Investing for top line growth remains a high priority for us in the second half of the year, including increasing sales capacity and marketing program, innovating our products, and scaling our back-office systems and processes. We see the tight current market as an opportunity to uplevel and develop our people internally while adding complementary skills as we drive the next phase of growth.Cynthia Gaylor, chief financial officer of DocuSign
Though there are concerns that demand would soften when the market reopens fully, the company’s stable financial performance has allayed those fears to a large extent. However, it needs to be noted that DocuSign is not yet profitable on a GAAP basis. On a non-GAAP basis, it has generated profit since going public around three years ago. Over the years, earnings grew steadily and mostly beat the estimates.
Another Strong Quarter
Last month, the company reported adjusted earnings of $0.47 per share for the July quarter, which was more than double the prior year’s number. The strong bottom-line performance reflects a 50% growth in revenues to $511.8 million.
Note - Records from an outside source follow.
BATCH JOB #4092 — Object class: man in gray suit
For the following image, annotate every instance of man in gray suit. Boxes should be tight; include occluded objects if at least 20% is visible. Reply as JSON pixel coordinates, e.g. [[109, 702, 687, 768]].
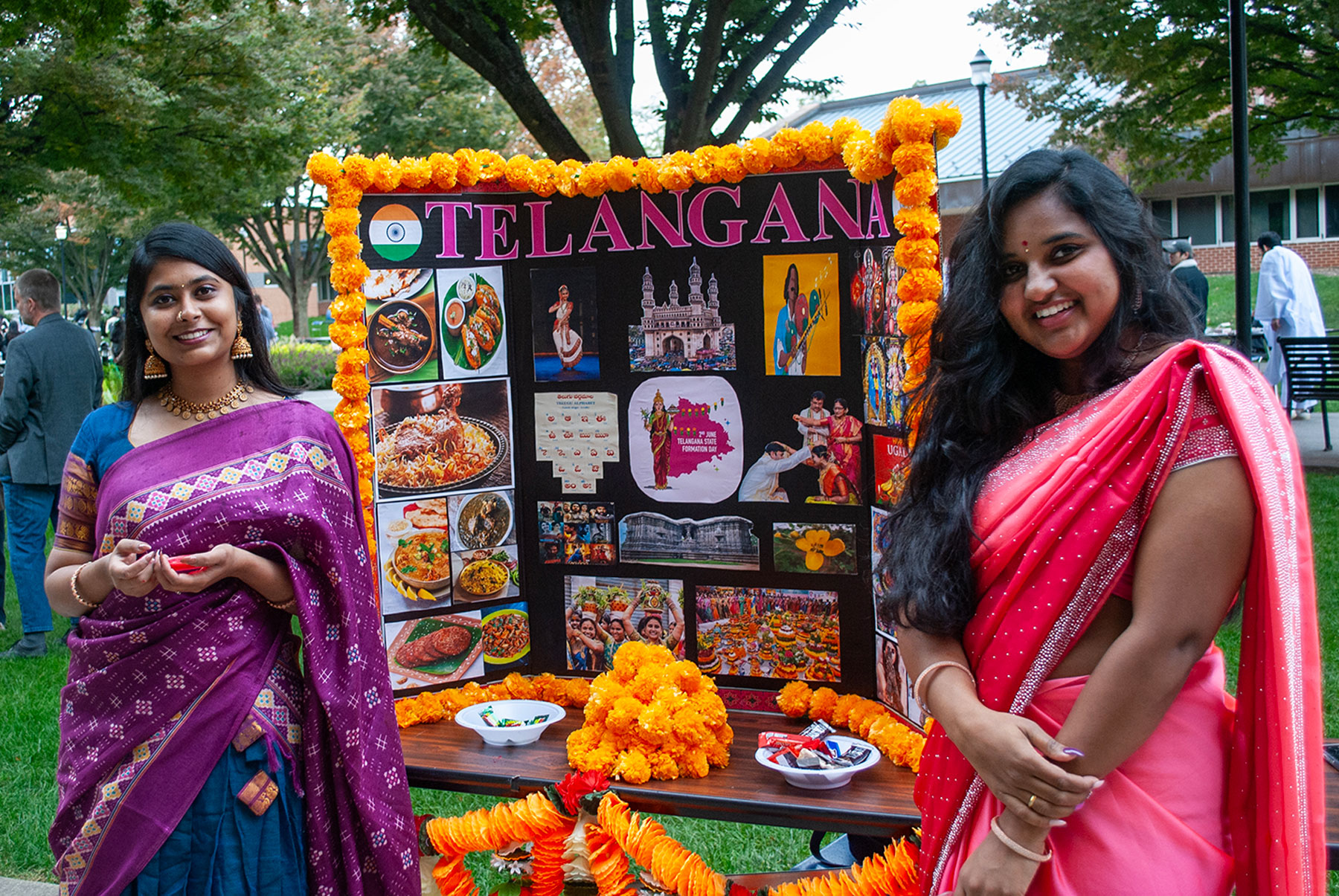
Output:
[[0, 268, 102, 659]]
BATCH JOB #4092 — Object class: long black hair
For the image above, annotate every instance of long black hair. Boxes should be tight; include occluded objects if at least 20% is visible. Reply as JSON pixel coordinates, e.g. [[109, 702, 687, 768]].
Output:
[[876, 149, 1193, 637], [121, 221, 298, 403]]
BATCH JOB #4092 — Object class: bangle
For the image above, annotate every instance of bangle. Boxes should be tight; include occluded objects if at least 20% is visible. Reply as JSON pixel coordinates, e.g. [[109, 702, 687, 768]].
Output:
[[991, 816, 1054, 861], [70, 563, 102, 610], [912, 659, 976, 717]]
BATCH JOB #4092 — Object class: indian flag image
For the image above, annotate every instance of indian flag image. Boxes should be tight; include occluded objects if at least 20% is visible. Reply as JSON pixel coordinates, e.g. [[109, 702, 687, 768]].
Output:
[[367, 205, 423, 261]]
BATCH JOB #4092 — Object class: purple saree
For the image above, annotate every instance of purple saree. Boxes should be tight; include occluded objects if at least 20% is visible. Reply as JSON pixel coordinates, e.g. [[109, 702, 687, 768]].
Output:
[[50, 402, 419, 896]]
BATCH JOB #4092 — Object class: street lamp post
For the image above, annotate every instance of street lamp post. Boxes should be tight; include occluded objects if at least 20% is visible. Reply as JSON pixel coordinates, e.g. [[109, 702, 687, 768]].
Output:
[[968, 47, 991, 197], [57, 221, 70, 318]]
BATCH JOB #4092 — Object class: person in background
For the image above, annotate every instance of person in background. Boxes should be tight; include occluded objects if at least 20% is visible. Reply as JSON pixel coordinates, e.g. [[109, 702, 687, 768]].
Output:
[[1256, 231, 1326, 421], [880, 150, 1326, 896], [0, 268, 102, 659], [1168, 239, 1209, 335], [43, 224, 419, 896]]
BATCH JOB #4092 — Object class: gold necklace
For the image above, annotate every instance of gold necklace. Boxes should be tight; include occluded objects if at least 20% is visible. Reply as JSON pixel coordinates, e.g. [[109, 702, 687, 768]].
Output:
[[158, 383, 256, 421]]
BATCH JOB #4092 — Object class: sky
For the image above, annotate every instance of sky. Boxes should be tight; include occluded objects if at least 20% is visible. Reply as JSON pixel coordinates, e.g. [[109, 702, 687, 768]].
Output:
[[632, 0, 1046, 143]]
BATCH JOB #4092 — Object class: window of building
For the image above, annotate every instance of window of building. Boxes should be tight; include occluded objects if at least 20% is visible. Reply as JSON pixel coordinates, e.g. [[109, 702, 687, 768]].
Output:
[[1175, 196, 1218, 246]]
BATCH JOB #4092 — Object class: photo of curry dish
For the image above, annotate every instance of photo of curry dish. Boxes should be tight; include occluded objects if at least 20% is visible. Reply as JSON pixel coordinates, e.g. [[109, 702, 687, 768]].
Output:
[[455, 560, 512, 597], [392, 532, 452, 588]]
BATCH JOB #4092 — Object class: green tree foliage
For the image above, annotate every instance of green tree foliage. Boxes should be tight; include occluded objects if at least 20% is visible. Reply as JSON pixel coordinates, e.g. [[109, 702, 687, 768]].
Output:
[[974, 0, 1339, 185], [359, 0, 858, 159]]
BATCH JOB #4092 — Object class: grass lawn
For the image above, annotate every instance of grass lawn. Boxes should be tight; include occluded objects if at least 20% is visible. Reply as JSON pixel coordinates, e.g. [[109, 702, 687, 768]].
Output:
[[0, 474, 1339, 878]]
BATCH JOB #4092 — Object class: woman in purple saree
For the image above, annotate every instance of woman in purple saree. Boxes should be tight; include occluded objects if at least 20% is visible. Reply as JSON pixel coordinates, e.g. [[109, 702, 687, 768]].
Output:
[[47, 224, 418, 896]]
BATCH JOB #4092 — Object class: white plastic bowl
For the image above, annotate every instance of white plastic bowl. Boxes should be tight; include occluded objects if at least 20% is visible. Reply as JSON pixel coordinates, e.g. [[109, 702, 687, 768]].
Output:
[[755, 734, 880, 790], [455, 700, 566, 746]]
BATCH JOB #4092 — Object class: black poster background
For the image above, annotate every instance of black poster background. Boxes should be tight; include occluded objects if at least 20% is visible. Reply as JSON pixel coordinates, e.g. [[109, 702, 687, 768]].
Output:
[[359, 169, 897, 695]]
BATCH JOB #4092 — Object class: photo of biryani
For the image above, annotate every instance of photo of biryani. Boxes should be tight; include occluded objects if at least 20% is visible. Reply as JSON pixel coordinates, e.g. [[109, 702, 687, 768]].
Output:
[[376, 383, 502, 493]]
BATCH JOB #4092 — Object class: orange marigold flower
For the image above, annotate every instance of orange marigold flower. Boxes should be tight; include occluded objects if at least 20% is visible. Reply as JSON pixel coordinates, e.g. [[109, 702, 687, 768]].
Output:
[[454, 149, 481, 186], [344, 152, 372, 190], [893, 172, 939, 205], [885, 97, 934, 144], [743, 137, 773, 174], [771, 127, 805, 169], [893, 144, 934, 174], [897, 268, 944, 301], [893, 205, 939, 239], [604, 155, 638, 193], [331, 259, 372, 294], [400, 155, 432, 190], [893, 236, 939, 268], [372, 152, 400, 193], [325, 233, 363, 264], [897, 301, 939, 336], [306, 152, 341, 186], [427, 152, 457, 190], [577, 162, 609, 199], [323, 207, 359, 237]]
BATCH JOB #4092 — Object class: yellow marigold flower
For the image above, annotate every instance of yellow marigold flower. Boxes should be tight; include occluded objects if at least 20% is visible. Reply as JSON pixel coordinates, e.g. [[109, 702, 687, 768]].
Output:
[[454, 149, 481, 186], [690, 146, 720, 184], [331, 259, 372, 294], [893, 236, 939, 268], [832, 117, 862, 152], [306, 152, 343, 186], [427, 152, 457, 190], [344, 152, 373, 190], [809, 687, 837, 722], [897, 301, 939, 336], [321, 207, 359, 237], [893, 172, 939, 205], [325, 177, 363, 210], [606, 155, 638, 193], [885, 97, 934, 144], [897, 268, 944, 301], [893, 205, 939, 239], [743, 137, 773, 174], [372, 152, 400, 193], [325, 233, 363, 264], [795, 529, 847, 572], [771, 127, 805, 169], [893, 144, 934, 174], [400, 155, 432, 190], [800, 122, 834, 162], [777, 682, 812, 719], [577, 162, 609, 199]]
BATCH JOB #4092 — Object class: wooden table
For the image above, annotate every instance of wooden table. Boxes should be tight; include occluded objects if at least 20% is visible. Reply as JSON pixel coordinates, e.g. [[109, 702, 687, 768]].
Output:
[[400, 710, 1339, 868]]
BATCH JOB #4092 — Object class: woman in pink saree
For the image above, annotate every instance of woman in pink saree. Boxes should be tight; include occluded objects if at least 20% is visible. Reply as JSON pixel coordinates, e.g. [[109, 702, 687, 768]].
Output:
[[47, 224, 419, 896], [887, 150, 1326, 896]]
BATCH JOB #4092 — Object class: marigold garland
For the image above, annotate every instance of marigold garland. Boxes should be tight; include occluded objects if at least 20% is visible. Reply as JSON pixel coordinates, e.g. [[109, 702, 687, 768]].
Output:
[[777, 682, 925, 771]]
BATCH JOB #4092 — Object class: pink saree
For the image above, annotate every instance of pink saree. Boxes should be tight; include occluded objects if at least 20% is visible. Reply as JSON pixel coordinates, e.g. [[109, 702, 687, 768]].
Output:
[[916, 341, 1326, 896]]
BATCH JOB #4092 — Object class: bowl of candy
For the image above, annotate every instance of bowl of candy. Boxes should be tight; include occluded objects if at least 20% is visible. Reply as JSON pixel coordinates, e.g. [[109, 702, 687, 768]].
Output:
[[754, 722, 880, 790], [455, 700, 566, 746]]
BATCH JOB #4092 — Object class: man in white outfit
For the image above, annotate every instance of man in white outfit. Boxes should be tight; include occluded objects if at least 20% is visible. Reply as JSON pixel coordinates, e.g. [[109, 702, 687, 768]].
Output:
[[1255, 231, 1326, 419], [739, 442, 809, 501]]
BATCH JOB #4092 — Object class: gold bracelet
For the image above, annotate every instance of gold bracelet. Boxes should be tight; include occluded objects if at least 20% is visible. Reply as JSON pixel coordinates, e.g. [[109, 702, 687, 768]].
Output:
[[991, 816, 1055, 861], [912, 659, 976, 715], [70, 561, 97, 610]]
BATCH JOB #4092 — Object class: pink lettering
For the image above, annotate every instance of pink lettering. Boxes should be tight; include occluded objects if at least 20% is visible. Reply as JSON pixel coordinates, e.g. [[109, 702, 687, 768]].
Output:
[[479, 205, 521, 261], [814, 178, 865, 242], [750, 184, 809, 242], [423, 202, 474, 259], [581, 196, 632, 252], [688, 186, 747, 246], [525, 202, 572, 259], [638, 190, 688, 249]]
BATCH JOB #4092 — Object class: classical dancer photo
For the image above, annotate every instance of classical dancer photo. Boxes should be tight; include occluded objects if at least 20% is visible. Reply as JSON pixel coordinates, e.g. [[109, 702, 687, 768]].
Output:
[[641, 390, 673, 490], [884, 150, 1326, 896], [549, 284, 581, 370], [45, 224, 419, 896]]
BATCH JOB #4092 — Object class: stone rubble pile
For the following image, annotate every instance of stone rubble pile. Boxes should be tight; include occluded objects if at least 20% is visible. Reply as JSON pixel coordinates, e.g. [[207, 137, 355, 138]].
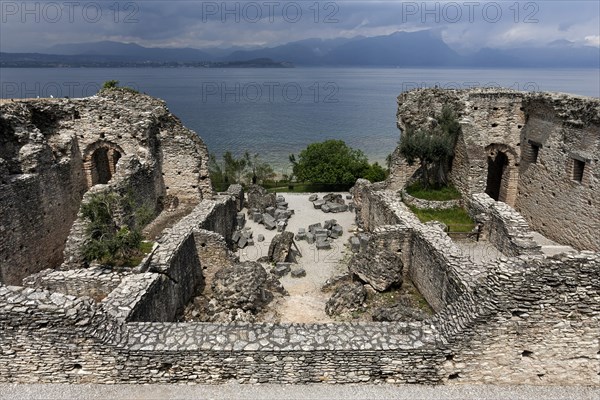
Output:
[[206, 261, 286, 322], [295, 219, 344, 250], [325, 282, 367, 315], [308, 193, 354, 213], [248, 190, 294, 232]]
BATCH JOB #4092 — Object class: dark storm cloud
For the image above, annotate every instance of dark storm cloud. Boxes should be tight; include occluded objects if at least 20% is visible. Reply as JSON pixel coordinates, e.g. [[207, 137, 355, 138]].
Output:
[[0, 0, 600, 51]]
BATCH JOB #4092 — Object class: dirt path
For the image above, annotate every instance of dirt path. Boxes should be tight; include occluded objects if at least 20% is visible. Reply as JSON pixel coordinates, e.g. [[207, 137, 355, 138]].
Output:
[[238, 193, 354, 323]]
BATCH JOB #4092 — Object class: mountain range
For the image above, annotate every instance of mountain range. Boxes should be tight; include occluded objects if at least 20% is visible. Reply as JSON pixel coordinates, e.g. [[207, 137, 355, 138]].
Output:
[[0, 30, 600, 68]]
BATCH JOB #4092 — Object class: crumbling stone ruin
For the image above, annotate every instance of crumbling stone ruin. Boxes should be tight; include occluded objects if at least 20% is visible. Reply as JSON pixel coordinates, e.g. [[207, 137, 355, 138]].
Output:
[[0, 89, 600, 386]]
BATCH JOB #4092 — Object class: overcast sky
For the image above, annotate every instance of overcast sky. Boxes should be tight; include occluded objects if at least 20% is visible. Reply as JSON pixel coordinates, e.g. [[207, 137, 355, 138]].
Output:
[[0, 0, 600, 52]]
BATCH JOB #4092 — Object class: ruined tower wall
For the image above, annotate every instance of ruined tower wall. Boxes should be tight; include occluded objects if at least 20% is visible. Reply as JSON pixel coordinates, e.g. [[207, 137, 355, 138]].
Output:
[[516, 96, 600, 251], [0, 89, 211, 284], [436, 253, 600, 385], [394, 89, 600, 250]]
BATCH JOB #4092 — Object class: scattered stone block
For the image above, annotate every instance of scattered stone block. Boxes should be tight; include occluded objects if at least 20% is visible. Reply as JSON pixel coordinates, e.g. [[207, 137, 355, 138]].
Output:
[[271, 262, 292, 278], [331, 224, 344, 237], [235, 213, 246, 229], [323, 219, 337, 229], [291, 268, 306, 278], [316, 239, 331, 250], [350, 236, 360, 253], [263, 214, 277, 231], [325, 282, 367, 315], [268, 232, 294, 263], [277, 221, 287, 232], [313, 200, 325, 209]]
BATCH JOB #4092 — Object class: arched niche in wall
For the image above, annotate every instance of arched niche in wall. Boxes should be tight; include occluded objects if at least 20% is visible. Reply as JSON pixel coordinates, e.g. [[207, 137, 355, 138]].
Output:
[[485, 143, 519, 206], [83, 141, 125, 188]]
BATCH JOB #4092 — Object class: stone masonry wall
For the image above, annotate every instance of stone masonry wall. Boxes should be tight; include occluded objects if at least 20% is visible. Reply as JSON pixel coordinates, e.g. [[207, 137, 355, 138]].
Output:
[[468, 193, 542, 257], [515, 95, 600, 251], [23, 267, 125, 301], [0, 89, 211, 284], [436, 253, 600, 386], [394, 89, 600, 251]]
The numbers also surpassed experts’ projections. The subscription business, which accounts for more than 95% of the revenue, grew in double digits as billings rose to a record high. The management predicts that full-year revenues would grow about 39% and cross $2 billion.
DOCU traded lower in the early hours of Tuesday, after opening the session down 1%. In the past twelve months, the stock gained 9%. The average price over the past 52 weeks was $243.35.